MK-7 – The Most Effective Form of K2
There are various forms of vitamin K2 currently on the market. However, MK-7 is the most effective form of K2 as it has a longer half-life (3 days) compared to other forms. The benefits of a longer half-life with K2 mean that it increases the chances of building up a consistent dosage in the blood to help with hypercalcemia and to promote its cardiovascular benefits10.
Purolabs Vitamin D3 K2 Supplement
Thankfully, the Purolabs D3/K2 supplement covers all of the considerations discussed throughout this article. It contains the recommended daily intake of D3, whilst also wrapped up in a bioavailable form of vitamin D (D3 being the most absorbable form) AND it also contains K2, which as discussed helps reduce the risk of hypercalcaemia.

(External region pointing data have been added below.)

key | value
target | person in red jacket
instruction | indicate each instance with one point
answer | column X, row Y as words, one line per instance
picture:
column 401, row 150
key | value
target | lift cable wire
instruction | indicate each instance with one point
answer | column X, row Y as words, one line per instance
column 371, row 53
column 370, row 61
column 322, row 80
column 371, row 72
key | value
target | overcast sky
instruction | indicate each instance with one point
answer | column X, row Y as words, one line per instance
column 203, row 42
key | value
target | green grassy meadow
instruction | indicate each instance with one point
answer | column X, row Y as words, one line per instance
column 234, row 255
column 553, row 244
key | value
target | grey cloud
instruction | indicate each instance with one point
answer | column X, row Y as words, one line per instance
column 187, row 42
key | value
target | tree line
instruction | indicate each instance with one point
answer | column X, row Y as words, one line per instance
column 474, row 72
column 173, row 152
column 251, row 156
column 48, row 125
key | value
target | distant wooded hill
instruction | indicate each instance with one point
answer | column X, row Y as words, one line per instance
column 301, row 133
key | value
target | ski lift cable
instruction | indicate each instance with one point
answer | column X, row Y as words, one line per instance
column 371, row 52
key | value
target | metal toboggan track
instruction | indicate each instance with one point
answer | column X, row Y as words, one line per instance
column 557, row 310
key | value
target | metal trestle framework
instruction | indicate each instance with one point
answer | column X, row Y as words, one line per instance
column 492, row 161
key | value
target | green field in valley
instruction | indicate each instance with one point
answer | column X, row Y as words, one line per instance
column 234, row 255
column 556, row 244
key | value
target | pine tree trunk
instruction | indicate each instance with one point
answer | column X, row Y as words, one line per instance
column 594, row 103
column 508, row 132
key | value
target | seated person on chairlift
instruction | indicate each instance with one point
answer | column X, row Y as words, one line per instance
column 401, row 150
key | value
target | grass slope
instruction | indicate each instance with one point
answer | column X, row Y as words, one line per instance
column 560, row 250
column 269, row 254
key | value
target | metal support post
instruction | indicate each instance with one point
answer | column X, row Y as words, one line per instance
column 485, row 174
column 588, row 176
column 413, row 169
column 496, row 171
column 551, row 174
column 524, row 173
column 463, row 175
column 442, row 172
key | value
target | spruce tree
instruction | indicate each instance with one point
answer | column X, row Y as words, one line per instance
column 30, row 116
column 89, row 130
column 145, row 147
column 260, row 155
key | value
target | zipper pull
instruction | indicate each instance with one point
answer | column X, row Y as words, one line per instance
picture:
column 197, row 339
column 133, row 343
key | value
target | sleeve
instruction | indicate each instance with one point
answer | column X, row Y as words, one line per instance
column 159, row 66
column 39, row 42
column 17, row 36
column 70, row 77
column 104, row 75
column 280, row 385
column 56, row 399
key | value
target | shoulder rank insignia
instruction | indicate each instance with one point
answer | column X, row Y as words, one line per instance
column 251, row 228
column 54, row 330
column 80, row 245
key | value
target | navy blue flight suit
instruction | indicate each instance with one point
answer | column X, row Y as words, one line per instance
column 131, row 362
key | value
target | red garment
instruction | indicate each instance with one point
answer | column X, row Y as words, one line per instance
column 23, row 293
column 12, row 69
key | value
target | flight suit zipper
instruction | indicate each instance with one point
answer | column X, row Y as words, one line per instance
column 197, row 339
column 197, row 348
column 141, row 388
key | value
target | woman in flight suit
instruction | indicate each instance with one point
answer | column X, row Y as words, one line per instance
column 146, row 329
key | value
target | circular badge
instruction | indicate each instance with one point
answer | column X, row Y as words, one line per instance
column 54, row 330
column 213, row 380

Purolabs D3/K2 pretty much has it all; a therapeutic absorbable dose plus a highly effective form of K2. More importantly, what this supplement contains is a piece of mind that you’re taking the right vitamin D supplement in a crowded market of varying supplements with confusing and conflicting health claims.
Vitamin D3 & K2
A Note on Vitamin D Toxicity
It is important to note that many of us, especially those living in the Northern Hemisphere are at much greater risk of vitamin D deficiency than toxicity, and taking vitamin D supplementation long-term is recommended. It is especially important to reiterate that it really does come down to the quality and absorption of the supplements you are taking, not simply dosage.
A Word of Caution on K2
Whilst K2 is a fantastic complement to vitamin D for the reasons outlined, if you are on blood thinning medication, then do check with your GP before supplementing with K2 as the nutrient has blood thinning properties11.